Machine Tutorials

Non-Woven Bag Making: Ultrasonic Versus Heat Seal Setup Logic

This machine tutorial explains how to operate and troubleshoot non-woven bag making: ultrasonic versus heat seal setup logic on plastic bag making…

This machine tutorial explains how to operate and troubleshoot non-woven bag making: ultrasonic versus heat seal setup logic on plastic bag making machines—T-shirt, courier, pouch, and non-woven lines. It is written for shift supervisors, maintenance technicians, and application engineers who need repeatable procedures—not theory alone.

Machine scope and operating context

Yaoshg field teams use this discipline on presses and converting lines built in Wenzhou—from early stack flexo units through CI, gravure, laminating, slitting, bag making, and paper container equipment. The steps below assume normal safety lockout rules, OEM manual limits, and documented substrate specifications for each job.

Non-woven PP programs often mix ultrasonic and thermal stations in one machine, but operators apply one tuning style to both processes. The right approach is to treat energy delivery mechanisms separately and then coordinate pull tension between stages.

Ultrasonic welding quality depends strongly on horn amplitude and anvil condition. A worn anvil can imitate low horn power, so troubleshooting must include surface profile checks before changing electrical amplitude setpoints.

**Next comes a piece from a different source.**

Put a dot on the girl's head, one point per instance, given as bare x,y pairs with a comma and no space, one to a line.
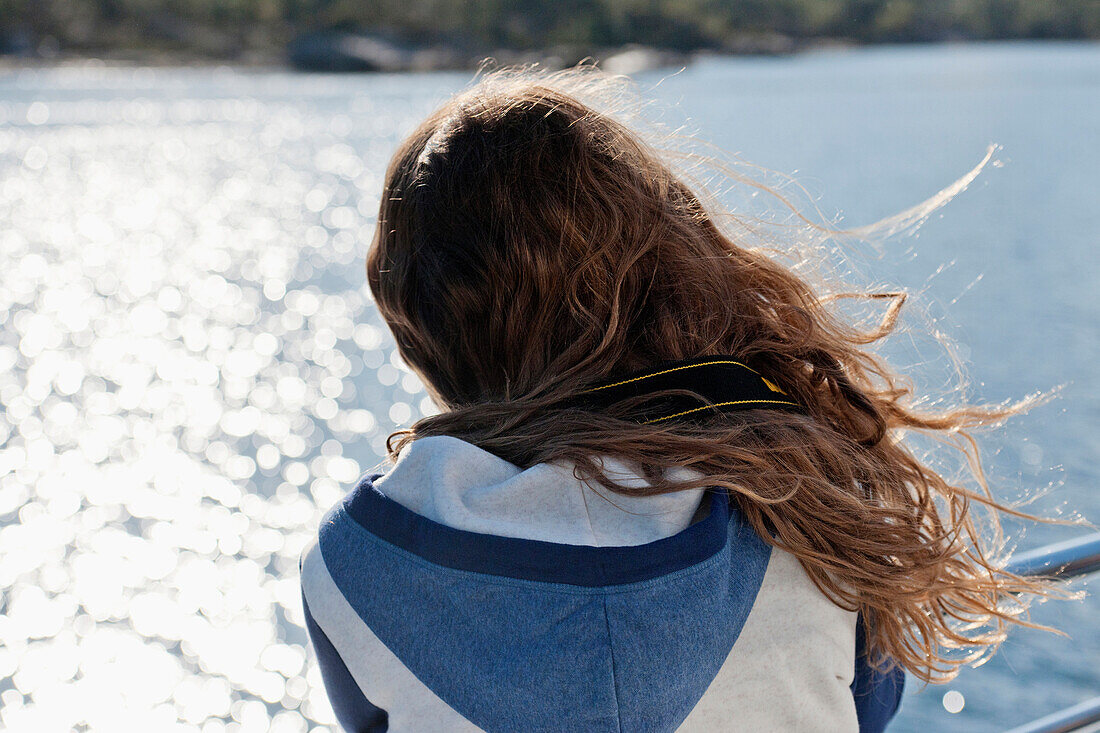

Step-by-step machine procedure

Heat sealing non-woven gussets requires controlled compression ramp to avoid crushed texture near fold lines. Excess pressure may pass seam strength tests but degrades visual quality that retail buyers inspect closely.

Bag making converts printed roll stock into sealed packs. Dancer and accumulator settings must match upstream unwind variability. Seal window—temperature, dwell, pressure—depends on film gauge and ink coverage.

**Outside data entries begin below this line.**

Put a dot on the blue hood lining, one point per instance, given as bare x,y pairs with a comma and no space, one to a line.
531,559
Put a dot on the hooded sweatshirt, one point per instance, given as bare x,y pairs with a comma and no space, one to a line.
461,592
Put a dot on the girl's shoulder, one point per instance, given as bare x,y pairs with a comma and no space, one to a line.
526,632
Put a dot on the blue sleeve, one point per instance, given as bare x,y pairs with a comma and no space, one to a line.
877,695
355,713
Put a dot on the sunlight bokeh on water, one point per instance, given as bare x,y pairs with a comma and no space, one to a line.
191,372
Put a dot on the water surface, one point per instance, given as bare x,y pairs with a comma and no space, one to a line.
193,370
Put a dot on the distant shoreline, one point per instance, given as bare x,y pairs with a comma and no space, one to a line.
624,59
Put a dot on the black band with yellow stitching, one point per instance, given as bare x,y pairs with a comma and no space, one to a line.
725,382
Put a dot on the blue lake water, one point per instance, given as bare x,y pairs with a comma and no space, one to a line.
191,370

Courier mailer and coex programs need seal-strength validation at line speed, not only on static samples. Auto splicers reduce downtime but require tension taper tuning to avoid transient seal defects.

Operator shift checklist

  • Centerline seal temperature, dwell, and pressure for film gauge.
  • Verify dancer response and accumulator limits on infeed.
  • Check cutoff length, punch alignment, and stack height.
  • Seal-strength spot check per shift on coex or printed film.

Common defects and corrective adjustments

Handle attachment stations should be validated under dynamic load with cyclic pull testing. Static pull alone misses fatigue behavior seen in real use, especially when handles are attached at high line speed with short dwell.

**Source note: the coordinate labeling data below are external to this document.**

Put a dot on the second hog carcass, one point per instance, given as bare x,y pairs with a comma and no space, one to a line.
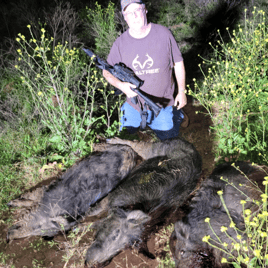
188,249
62,204
149,193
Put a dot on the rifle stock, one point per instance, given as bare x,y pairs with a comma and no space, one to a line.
125,74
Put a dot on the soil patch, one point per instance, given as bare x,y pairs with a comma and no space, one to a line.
69,251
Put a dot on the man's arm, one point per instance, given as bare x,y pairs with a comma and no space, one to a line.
125,87
181,99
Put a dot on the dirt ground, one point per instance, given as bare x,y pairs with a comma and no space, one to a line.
64,251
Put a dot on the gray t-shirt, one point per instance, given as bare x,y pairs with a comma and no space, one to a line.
152,58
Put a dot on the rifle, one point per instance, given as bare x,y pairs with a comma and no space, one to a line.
125,74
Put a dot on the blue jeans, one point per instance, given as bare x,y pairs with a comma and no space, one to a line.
166,125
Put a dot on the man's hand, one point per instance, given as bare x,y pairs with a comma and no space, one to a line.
180,100
127,89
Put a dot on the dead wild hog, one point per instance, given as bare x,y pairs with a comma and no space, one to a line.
152,190
65,201
186,241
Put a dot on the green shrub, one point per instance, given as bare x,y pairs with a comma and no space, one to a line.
234,91
252,250
103,27
69,94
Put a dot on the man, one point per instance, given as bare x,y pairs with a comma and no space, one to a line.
151,52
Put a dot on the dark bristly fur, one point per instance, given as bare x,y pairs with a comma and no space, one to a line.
186,241
67,199
149,191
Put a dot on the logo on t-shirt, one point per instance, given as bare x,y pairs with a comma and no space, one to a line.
147,64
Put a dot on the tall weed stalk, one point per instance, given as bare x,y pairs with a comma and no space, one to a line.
63,87
234,91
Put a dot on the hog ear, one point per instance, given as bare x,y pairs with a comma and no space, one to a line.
138,217
182,230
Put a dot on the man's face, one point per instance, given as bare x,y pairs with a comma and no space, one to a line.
135,16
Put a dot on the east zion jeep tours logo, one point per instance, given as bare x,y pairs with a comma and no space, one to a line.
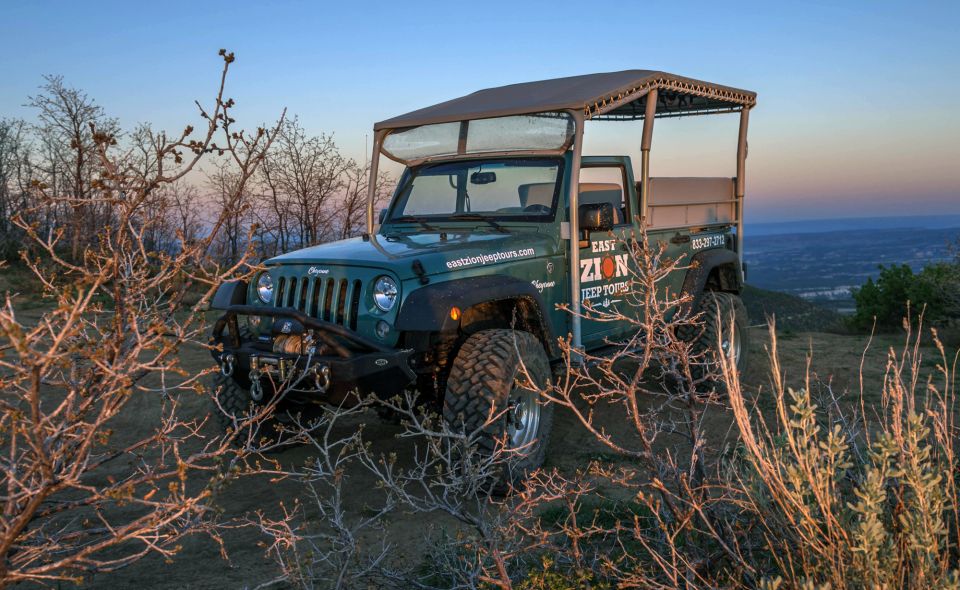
604,268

Commissioning documentation should separate weld defect codes from seal defect codes. This improves root cause analysis and helps maintenance teams schedule horn refurbishment and heater servicing with less unplanned downtime.

Gusset asymmetry usually means former misalignment or unequal nip on fold rails. Non-woven ultrasonic seal issues often trace to horn wear or insufficient web clamp force.

Maintenance records and when to call service

Seal bar cleaning and punch alignment checks belong on daily checklists for e-commerce bag lines. Centerline cutoff length after film supplier changes.

If mechanical adjustment, drive parameter changes, or repeated defects exceed on-site scope, log serial number, job recipe, and photos before contacting Yaoshg service. Commissioning engineers can remote-review HMI trends when VPN or data export is available—faster resolution when shift records are complete.

Frequently asked questions

Why do seal defects appear after roll splice?

Tension transient through dancer and seal station—tune splice ramp and verify seal temperature recovery time.

What should FAT include for bag lines?

Seal strength at line speed, cutoff accuracy, stack quality, and operator training on centerline settings.